Le président a limogé son gouvernement, mais ne s’est pas encore exprimé publiquement sur les diverses protestations qui ont surgi dans le pays ces dernières semaines.
Le président syrien Bachar al-Assad, qui ne s’est pas encore exprimé depuis les affrontements sanglants en Syrie, vient de limoger son gouvernement. C’est la première fois depuis le coup d’Etat baathiste du 8 mars 1963 qu’un gouvernement tombe sous la pression de la rue. En attendant la formation d’un nouveau gouvernement, le régime est passé à la contre-attaque, d’abord en employant la force contre les manifestants, ensuite en suscitant des émeutes confessionnelles entre sunnites et alaouites, enfin en mobilisant des centaines de milliers de personnes pour afficher la popularité du chef de l’État, qui doit annoncer incessamment à la nation une série de mesures figurant parmi les revendications des protestataires, notamment l’abrogation de l’état d’urgence, la libéralisation de la presse et l’instauration du pluralisme politique.?

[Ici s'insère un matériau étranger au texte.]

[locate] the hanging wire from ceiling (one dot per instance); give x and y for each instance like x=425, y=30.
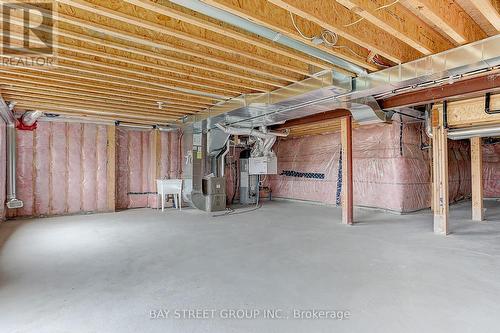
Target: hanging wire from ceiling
x=376, y=9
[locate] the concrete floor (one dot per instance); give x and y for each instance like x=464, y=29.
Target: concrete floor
x=105, y=273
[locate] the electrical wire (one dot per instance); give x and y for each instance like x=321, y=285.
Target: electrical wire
x=376, y=9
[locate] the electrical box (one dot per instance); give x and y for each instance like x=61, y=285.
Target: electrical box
x=263, y=165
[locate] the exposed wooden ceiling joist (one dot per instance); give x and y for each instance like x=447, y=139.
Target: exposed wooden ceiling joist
x=337, y=18
x=449, y=17
x=201, y=38
x=489, y=9
x=168, y=10
x=266, y=14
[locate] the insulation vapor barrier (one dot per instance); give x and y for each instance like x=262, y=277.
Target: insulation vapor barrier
x=390, y=170
x=135, y=183
x=61, y=169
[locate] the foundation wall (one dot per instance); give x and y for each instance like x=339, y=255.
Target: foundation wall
x=390, y=170
x=3, y=169
x=61, y=169
x=135, y=181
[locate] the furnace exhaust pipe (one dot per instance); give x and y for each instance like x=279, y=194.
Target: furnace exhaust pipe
x=10, y=121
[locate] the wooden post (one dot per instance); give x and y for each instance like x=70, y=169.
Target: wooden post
x=477, y=178
x=440, y=172
x=347, y=183
x=111, y=167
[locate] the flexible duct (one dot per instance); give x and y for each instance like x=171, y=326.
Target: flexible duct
x=10, y=121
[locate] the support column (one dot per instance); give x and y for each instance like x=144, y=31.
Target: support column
x=111, y=167
x=477, y=178
x=440, y=172
x=347, y=183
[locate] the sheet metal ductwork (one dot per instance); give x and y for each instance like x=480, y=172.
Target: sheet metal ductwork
x=7, y=114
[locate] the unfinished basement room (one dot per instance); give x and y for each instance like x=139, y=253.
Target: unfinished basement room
x=249, y=166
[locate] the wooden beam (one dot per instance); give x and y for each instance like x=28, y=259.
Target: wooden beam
x=461, y=88
x=81, y=114
x=337, y=18
x=227, y=30
x=440, y=171
x=489, y=9
x=197, y=38
x=111, y=78
x=111, y=167
x=448, y=17
x=275, y=18
x=347, y=179
x=477, y=178
x=398, y=21
x=89, y=84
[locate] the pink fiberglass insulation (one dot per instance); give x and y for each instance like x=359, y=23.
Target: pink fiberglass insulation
x=165, y=153
x=384, y=176
x=3, y=169
x=58, y=164
x=74, y=167
x=61, y=169
x=41, y=153
x=174, y=153
x=25, y=175
x=136, y=196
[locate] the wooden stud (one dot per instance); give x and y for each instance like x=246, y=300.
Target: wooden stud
x=440, y=173
x=175, y=48
x=477, y=178
x=188, y=37
x=266, y=14
x=347, y=179
x=225, y=30
x=92, y=85
x=401, y=23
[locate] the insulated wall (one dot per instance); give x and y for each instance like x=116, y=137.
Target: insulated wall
x=142, y=157
x=3, y=169
x=61, y=169
x=390, y=169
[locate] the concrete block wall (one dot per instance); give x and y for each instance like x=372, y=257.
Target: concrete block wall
x=134, y=178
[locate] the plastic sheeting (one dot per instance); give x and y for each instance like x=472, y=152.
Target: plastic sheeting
x=390, y=171
x=61, y=169
x=136, y=186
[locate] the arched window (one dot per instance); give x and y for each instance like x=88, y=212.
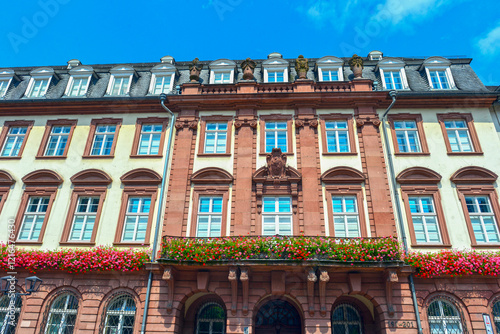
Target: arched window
x=211, y=319
x=346, y=320
x=496, y=315
x=444, y=318
x=62, y=315
x=120, y=315
x=6, y=324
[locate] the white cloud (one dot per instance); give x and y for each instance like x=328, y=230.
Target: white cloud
x=396, y=11
x=490, y=44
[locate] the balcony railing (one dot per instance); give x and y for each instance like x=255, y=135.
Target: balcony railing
x=280, y=249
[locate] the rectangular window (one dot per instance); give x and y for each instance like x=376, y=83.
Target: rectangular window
x=209, y=222
x=276, y=136
x=149, y=142
x=275, y=76
x=345, y=216
x=439, y=80
x=337, y=136
x=407, y=136
x=84, y=218
x=482, y=219
x=392, y=80
x=330, y=75
x=4, y=84
x=215, y=137
x=424, y=219
x=103, y=139
x=136, y=219
x=277, y=216
x=33, y=218
x=120, y=85
x=14, y=141
x=58, y=139
x=162, y=84
x=222, y=77
x=458, y=135
x=39, y=87
x=78, y=86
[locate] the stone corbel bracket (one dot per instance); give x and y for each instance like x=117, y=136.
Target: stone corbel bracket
x=311, y=279
x=323, y=279
x=168, y=276
x=391, y=278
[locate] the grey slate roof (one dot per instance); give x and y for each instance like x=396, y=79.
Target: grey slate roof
x=465, y=78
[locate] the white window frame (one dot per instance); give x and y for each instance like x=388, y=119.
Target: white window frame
x=224, y=66
x=86, y=214
x=211, y=214
x=330, y=63
x=423, y=216
x=137, y=216
x=439, y=64
x=276, y=214
x=6, y=77
x=162, y=71
x=481, y=219
x=44, y=73
x=120, y=72
x=36, y=214
x=275, y=65
x=80, y=72
x=393, y=65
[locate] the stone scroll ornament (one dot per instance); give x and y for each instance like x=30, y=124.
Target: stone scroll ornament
x=194, y=70
x=302, y=66
x=356, y=64
x=248, y=66
x=276, y=163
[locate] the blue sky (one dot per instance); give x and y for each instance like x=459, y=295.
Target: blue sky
x=51, y=32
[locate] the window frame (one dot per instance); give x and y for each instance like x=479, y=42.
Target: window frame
x=417, y=118
x=467, y=117
x=46, y=136
x=276, y=118
x=137, y=137
x=5, y=132
x=356, y=191
x=350, y=128
x=203, y=126
x=91, y=137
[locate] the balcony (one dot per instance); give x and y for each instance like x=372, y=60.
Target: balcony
x=281, y=250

"Le président Assad a accepté aujourd’hui la démission du gouvernement de Mohammad Naji Otri et lui a demandé d’expédier les affaires courantes", selon l’agence officielle Sana. Le cabinet démissionnaire, qui comptait, outre le Premier ministre, trente-deux ministres et secrétaires d’État, était en place depuis 2003. Le dernier remaniement remonte à octobre 2010. Bachar el-Assad s’adressera mercredi 30 mars au Parlement, selon un responsable syrien.
La contre-manifestation organisée par le parti Baas au pouvoir, est de mauvais augure. Il s’agit d’un signal adressé à la société civile, qui réclame plus d’ouverture et de vraies réformes politiques, pour dire que le régime est encore « fort » et que les réformes promises seraient celles que ce pouvoir daigne concéder. Les centaines de milliers de manifestants s’en sont pris ouvertement aux médias étrangers, particulièrement aux chaînes satellitaires du Golfe qui jouent sur la fibre confessionnelle. Sur les pancartes brandies par les manifestants à l’attention de ces médias, on peut lire : "Vous êtes venus pour voir des protestations en Syrie, mais aujourd’hui, vous voyez la protestation de la Syrie ». Une autre pancarte dit "oui aux réformes, non à la dissension confessionnelle", allusion aux déclarations de Cheikh Youssef Qaradhaoui, le mufti attitré d’Al-Jazeera, qui avait mis en exergue le caractère sectaire du régime et du président Assad, « otage, dit-il, de sa famille et de sa communauté alaouite ».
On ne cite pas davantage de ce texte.